Nan nan, tire-toi mon frère ! Si tu peux t'en sortir, fonce wallah. C'est toujours mieux que de te déchirer la gueule tous les soirs et finir par insulter tout ce qui t'entoure, même ces putains d'étoiles qui nous éclairent. Parce que dans le fond, on le sait : jamais on aura la chance de briller comme elles, même pour une nuit. Deux heures du matin. On va se poser dans un appart' où crèchent deux, trois meufs... Musique, habta, petites go fraîches, mais toujours pas de signe de vie de Pingouin. On déguste du bon son la mine plus bas que terre, on grille le temps à abuser des plaisirs charnels de la vie. C'est crade... Six heures du matin, un coup de fil anonyme.


— Ouais, ouais c'est bien moi ; je suis son pote, enfin son ami quoi. Si... je l'ai eu au téléphone vers euh... quinze heures hier je crois, mais il allait très bien ; on devait se rejoindre dans la soirée.

— ...

— Hein ? Quoi ? Comment ça ? ... Arrêtez, wallah... Nan... Nan ils n'ont plus le téléphone chez eux. Mais wallah, nan, ce n'est pas possible... mon frère...


Le cellulaire se fracasse sur le sol et ma voix se brise en un sanglot qui m'étrangle... Bâtarde de vie ! Jusqu'au bout, elle nous encule.
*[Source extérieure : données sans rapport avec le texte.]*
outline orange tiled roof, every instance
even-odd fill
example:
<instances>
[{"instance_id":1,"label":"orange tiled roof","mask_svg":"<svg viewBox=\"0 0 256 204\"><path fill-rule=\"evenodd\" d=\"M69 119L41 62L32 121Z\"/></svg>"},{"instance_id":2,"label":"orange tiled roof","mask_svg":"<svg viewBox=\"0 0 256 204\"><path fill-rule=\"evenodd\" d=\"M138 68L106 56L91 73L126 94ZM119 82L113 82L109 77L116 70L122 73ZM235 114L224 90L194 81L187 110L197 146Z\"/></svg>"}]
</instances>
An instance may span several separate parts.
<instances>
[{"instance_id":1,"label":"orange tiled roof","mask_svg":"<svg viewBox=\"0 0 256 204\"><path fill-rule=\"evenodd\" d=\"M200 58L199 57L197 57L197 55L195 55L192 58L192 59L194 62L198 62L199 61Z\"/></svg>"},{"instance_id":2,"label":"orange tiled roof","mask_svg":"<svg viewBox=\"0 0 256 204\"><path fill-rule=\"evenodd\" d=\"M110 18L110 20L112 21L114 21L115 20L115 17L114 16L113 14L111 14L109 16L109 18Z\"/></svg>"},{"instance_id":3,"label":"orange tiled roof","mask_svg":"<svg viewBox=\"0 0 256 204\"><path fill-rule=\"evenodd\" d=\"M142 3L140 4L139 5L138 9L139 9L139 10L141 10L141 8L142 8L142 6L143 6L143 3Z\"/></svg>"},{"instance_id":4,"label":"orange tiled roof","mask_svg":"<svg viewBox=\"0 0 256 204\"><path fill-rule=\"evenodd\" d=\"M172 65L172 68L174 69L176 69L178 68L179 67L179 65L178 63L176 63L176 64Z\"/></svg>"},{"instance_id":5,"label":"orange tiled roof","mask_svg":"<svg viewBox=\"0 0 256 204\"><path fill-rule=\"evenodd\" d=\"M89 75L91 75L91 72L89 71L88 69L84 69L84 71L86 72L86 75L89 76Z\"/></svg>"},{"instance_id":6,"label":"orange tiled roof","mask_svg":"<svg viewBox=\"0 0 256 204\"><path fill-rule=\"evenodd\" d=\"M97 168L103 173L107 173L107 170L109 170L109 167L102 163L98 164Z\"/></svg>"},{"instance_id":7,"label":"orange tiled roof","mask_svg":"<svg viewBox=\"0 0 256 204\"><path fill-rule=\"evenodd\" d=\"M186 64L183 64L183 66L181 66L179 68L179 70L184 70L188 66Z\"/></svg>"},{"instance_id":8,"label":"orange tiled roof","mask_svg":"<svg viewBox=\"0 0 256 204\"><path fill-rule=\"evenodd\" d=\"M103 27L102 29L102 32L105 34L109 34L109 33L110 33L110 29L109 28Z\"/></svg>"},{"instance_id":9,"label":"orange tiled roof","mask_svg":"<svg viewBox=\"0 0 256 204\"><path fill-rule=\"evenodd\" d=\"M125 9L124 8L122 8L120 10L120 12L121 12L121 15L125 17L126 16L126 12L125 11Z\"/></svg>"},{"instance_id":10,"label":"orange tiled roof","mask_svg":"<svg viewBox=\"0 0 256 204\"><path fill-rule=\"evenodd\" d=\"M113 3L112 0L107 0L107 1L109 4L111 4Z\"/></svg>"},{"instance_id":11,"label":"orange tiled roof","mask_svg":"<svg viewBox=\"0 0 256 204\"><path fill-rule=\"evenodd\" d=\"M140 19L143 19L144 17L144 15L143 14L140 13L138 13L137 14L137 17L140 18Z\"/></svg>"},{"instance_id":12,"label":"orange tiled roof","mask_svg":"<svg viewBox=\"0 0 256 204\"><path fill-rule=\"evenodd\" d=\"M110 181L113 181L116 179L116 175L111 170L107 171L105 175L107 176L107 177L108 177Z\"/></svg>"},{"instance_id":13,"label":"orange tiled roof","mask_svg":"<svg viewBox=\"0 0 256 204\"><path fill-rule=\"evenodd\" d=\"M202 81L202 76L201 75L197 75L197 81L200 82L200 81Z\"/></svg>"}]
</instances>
Pingouin s'est fait descendre vers quinze heures cet après-midi de fin janvier... Peu de temps après mon coup de fil, il a été retrouvé dans une cave, une des plus glauques de la cité. Histoire d'héroïne qui s'est mal finie d'après la Police. Il devait rejoindre sa madré. Je crois même que c'était son anniversaire. Et bordel ! C'est à moi de leur annoncer, à elle et à sa fille, que le seul homme de leur vie s'en est allé pour une autre... Mon frère. Je sens le sol faillir sous mes pieds. Mon frère s'est fait buter et moi j'continue d'exister dans le néant de cette vie, à la lueur de cette funeste liste des martyrs du ghetto dont je ne tarderai pas à rejoindre les noms.


Yemma, y a pas d'issue ; on est condamnés à périr, damnés pour la vie. On naît poussière et on finira poussière.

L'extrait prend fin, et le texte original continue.